Tugas-tugas sosial atau hubungan antara sesama orang percaya ini kemudian diperluas hingga mencakup juga orang-orang asing, orang-orang hukuman yang di penjara . Ungkapan kamu “sendiri juga” mengandung arti simpati dan persamaan. Orang-orang percaya diperintahkan untuk berbagi dengan orang-orang hukuman seakan-akan mereka sendiri adalah orang hukuman. Istilah "ikut merasakan" mencakup hal yang dimaksud. Selama orang-orang percaya masih di dalam tubuh jasmaniah ini, setiap orang mungkin saja menderita karena permusuhan atau dipenjarakan. Oleh karena itu mereka disuruh berbagi rasa.

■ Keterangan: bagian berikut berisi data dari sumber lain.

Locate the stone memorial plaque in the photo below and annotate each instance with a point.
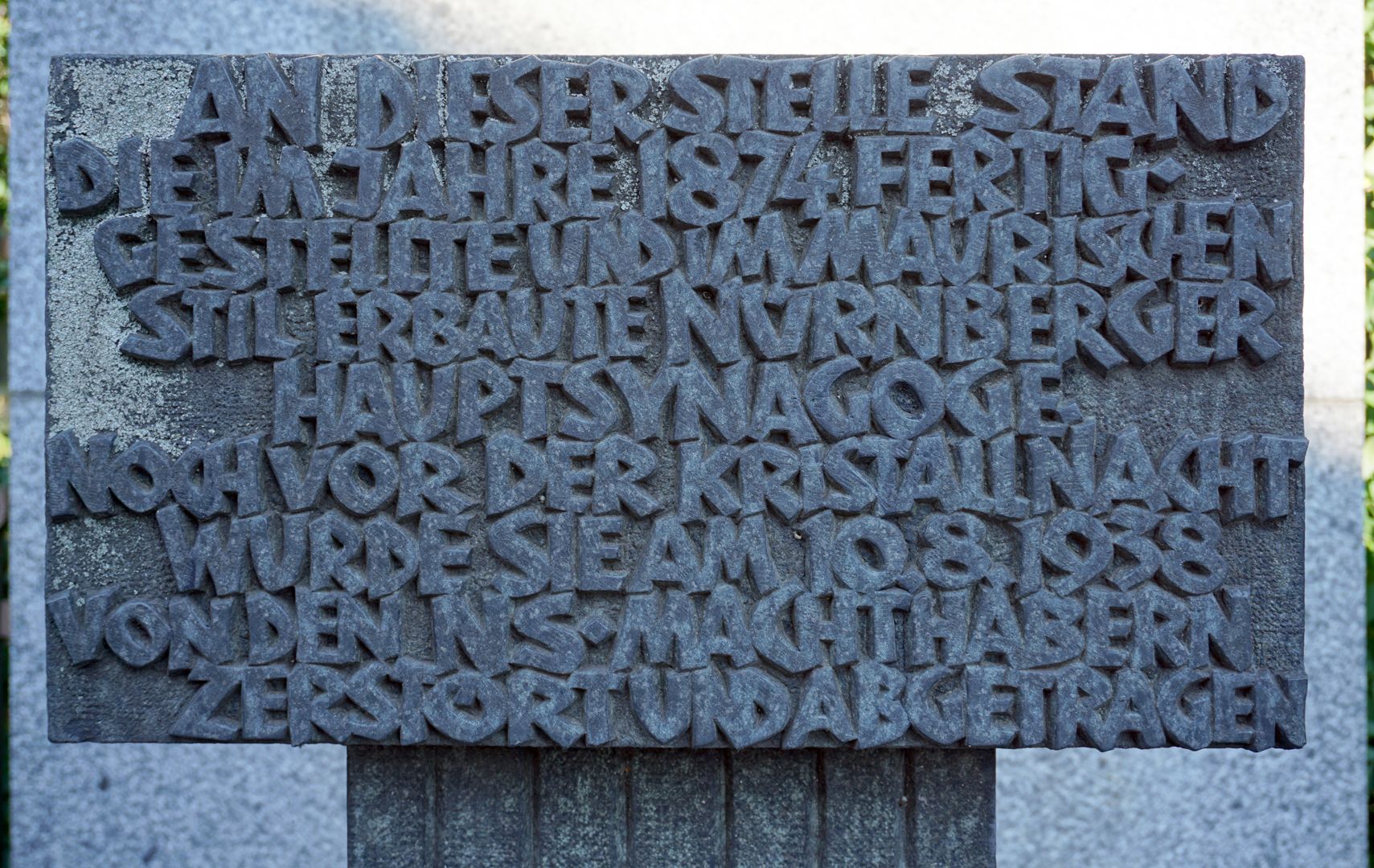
(709, 401)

Kemudian, tentu saja, hubungan kemanusiaan yang paling dekat, yakni pernikahan, harus menunjukkan semua keindahan dari kehidupan Kristen. Jika orang-orang Ibrani ini tinggal di Roma atau di kota-kota yang sudah rusak moralnya di bagian Timur Laut Tengah, maka mereka berada di tengah-tengah masyarakat di mana kesucian dan kesetiaan terhadap hubungan pernikahan kurang diperhatikan. Di sisi yang lain juga terdapat berbagai kelompok keagamaan yang menekankan petarakan dan askese. Petarakan bukan sebuah cara mengamankan diri dari kedursilaan; pernikahan yang terhormat merupakan hidup yang paling sempurna. Kesucian di dalam ikatan pernikahan merupakan suatu kesaksian kristen yang kuat. Orang yang menganggap sepele hubungan rumah tangga suatu saat harus mempertanggungjawabkan dosa dan perilaku mereka kepada Allah.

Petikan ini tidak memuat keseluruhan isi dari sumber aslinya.